Nevertheless, those of us who have been through cults ourselves don’t generally refer to other people, who in the absence of proper debunking of the leaders may simply be as gullible as we once were, as being “cultic idiots.” (In the cult-studies field, with its emphasis on coercive persuasive, a.k.a. “brainwashing,” they would never refer to followers in that way.) I have indeed used the phrase “integral idiots” to describe followers of Wilber who go out intent on teaching (or censoring) me, for example, without having first done their research; hell, I have even referred to the same people as “dumb FOKs” (Fans of Ken). But that is very different from viewing anyone as being a “cultic idiot” simply for “loving” Wilber.
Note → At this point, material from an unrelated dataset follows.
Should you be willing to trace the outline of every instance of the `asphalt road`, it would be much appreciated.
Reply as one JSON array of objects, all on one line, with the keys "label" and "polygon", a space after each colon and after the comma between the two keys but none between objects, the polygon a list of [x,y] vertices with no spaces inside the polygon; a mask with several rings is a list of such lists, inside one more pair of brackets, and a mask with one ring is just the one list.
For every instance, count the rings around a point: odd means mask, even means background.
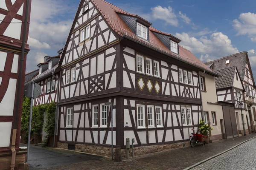
[{"label": "asphalt road", "polygon": [[[26,146],[21,145],[20,146]],[[58,148],[30,146],[28,163],[29,170],[49,168],[102,157]]]},{"label": "asphalt road", "polygon": [[256,170],[256,138],[211,159],[192,170]]}]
If you can love a raging narcissist, who by all believable reports will “love” you back only so long as you are useful to him, more power to you. But even then, don’t get suckered into his “theories,” because as soon as you go back to primary sources to verify their supporting claims, it all falls apart, and the dishonesties and/or professional incompetence of their author become obvious for anyone with eyes to see.
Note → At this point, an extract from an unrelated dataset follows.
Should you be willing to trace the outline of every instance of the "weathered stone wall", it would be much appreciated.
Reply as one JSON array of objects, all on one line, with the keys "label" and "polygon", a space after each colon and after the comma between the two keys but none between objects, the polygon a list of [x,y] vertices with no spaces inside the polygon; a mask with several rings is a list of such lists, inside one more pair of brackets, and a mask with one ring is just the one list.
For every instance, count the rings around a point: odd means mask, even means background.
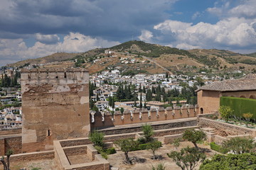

By all means “love the sinner” if you can. But far too many of the individuals who have recently been fawningly expressing their “love” for kw are, I think, also “loving the sin,” i.e., lapping up the bullshit and cultic manipulation in which Wilber has been overtly indulging, and correspondingly being utterly unwilling or unable to evaluate that critically, and see it for what it really is. Overall, that is indeed extremely cultic behavior, both on the part of the leader and his followers.

As anyone familiar with Wilber’s work knows, the context in which such fawning “love” is expressed matters immensely; kw “skillfully” omits that fact from his above “analysis.” The problem is not that his followers “love” him and openly express that sentiment in spite of his glaring character flaws and the near-worthlessness of his “theories.” Rather, the worrisome thing is how they feel the need to gushingly express how they were moved to tears by his great and “compassionate” teaching methods in the very midst of being blatantly manipulated, with that unsettling reaction being presented as proof of their own “second-tier,” “saved” status in the unquestioning community. And yes, when “love” is expressed in that context it is indeed disturbingly cultic.

All of that is a far cry from Wilber’s simplistic, sadly manipulative and narcissistically paranoid framing of the issue as being “if anybody loves me, they are sick.” But then, kw didn’t get to where he is today by paying attention to nuances, did he? Indeed, his theories could not exist were he to competently and honestly represent the details of their component disciplines and perspectives.